Great! To do this stuff well, we need to become a hybrid of an avant-garde trader and an IT engineer. The more you know about what drives price, the better script writer you’ll be. Two additional comments:
You refer to MarketDelta in your earlier post. They are a data provider for volume on the horizontal axis. I don’t believe Quantopian provides that data. Q staff, please chime in.
Since I’m a trader first, quant second, I first translate the basic concept onto a chart to see what kind of trade signals it produces. That initial step serves as a “proof of concept.” So, I did exactly that with your value area trading concept that you're embarking on. And I used an intra-day chart since that was the title of your post.

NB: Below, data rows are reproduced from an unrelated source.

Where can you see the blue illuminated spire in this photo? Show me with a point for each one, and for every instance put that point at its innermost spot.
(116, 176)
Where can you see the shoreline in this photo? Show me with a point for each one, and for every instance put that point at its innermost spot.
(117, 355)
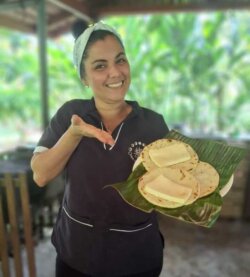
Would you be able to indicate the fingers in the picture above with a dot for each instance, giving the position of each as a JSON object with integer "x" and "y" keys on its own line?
{"x": 89, "y": 130}
{"x": 104, "y": 137}
{"x": 76, "y": 120}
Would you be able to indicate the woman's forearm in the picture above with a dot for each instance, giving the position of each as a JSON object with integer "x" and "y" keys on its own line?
{"x": 50, "y": 163}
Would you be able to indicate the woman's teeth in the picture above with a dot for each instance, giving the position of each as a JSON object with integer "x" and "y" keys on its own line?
{"x": 115, "y": 85}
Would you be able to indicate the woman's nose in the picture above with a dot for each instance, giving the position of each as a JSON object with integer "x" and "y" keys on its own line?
{"x": 114, "y": 71}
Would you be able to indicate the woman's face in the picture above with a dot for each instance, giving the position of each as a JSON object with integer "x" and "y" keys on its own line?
{"x": 107, "y": 70}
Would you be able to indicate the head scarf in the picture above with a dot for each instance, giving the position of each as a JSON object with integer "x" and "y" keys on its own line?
{"x": 82, "y": 40}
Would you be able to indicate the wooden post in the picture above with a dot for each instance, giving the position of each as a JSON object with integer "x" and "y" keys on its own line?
{"x": 29, "y": 243}
{"x": 3, "y": 244}
{"x": 10, "y": 193}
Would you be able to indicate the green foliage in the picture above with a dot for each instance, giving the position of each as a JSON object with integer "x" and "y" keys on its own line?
{"x": 192, "y": 68}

Here’s the proof-of-concept script:
def lr = 6 * ( WMA(OHLC4, 10) - Average(OHLC4, 10) ) / 9;
def upBar = close > open;
def dnBar = close < open;
def short = lr > 0 && upBar && close > VAHigh;
def long = lr < 0 && dnBar && close < VALow;
plot longSignal = if long && !long1 and !long[2] then low else double.nan;
plot shortSignal = if short && !short1 and !short[2] then high else double.nan;
That means we plot a long signal on an upbar, in an uptrend, when price exceeds the value area high. (vv. for a short) This ensures you are fading the herd, buying on weakness/selling on strength, and trading when prices are distorted from fair market value.

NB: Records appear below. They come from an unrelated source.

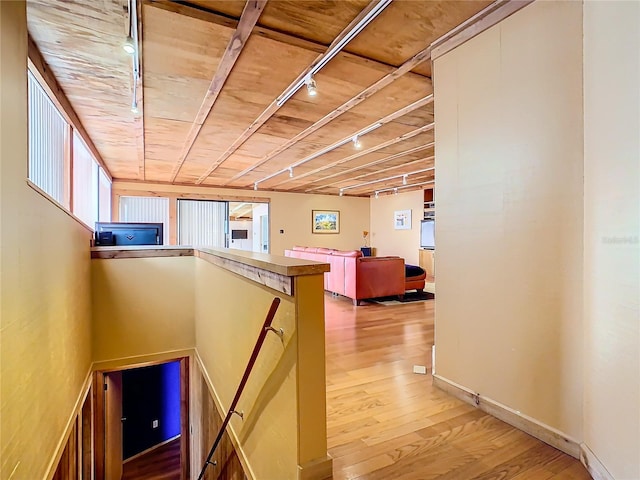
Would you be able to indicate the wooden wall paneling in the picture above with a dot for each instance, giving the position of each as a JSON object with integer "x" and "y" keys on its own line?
{"x": 86, "y": 416}
{"x": 98, "y": 421}
{"x": 250, "y": 15}
{"x": 185, "y": 436}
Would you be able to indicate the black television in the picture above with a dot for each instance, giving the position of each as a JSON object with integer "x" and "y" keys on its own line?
{"x": 427, "y": 234}
{"x": 127, "y": 233}
{"x": 239, "y": 234}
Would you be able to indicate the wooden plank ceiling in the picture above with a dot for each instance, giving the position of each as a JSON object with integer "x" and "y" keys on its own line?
{"x": 213, "y": 69}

Your concept looks like this during the past five days, trading S&P futures, intra-day at 5000 ticks. The results show a highly positive predictive value: 28 signals profitable, 5 false positives.
So, Luca …if you can get volume data on the horizontal axis into Quantopian’s IDE and write a python script equivalent to my thinkscript …you’re going to kick some butt. Good luck! (By the way, I took trades on a number of those signals last week.)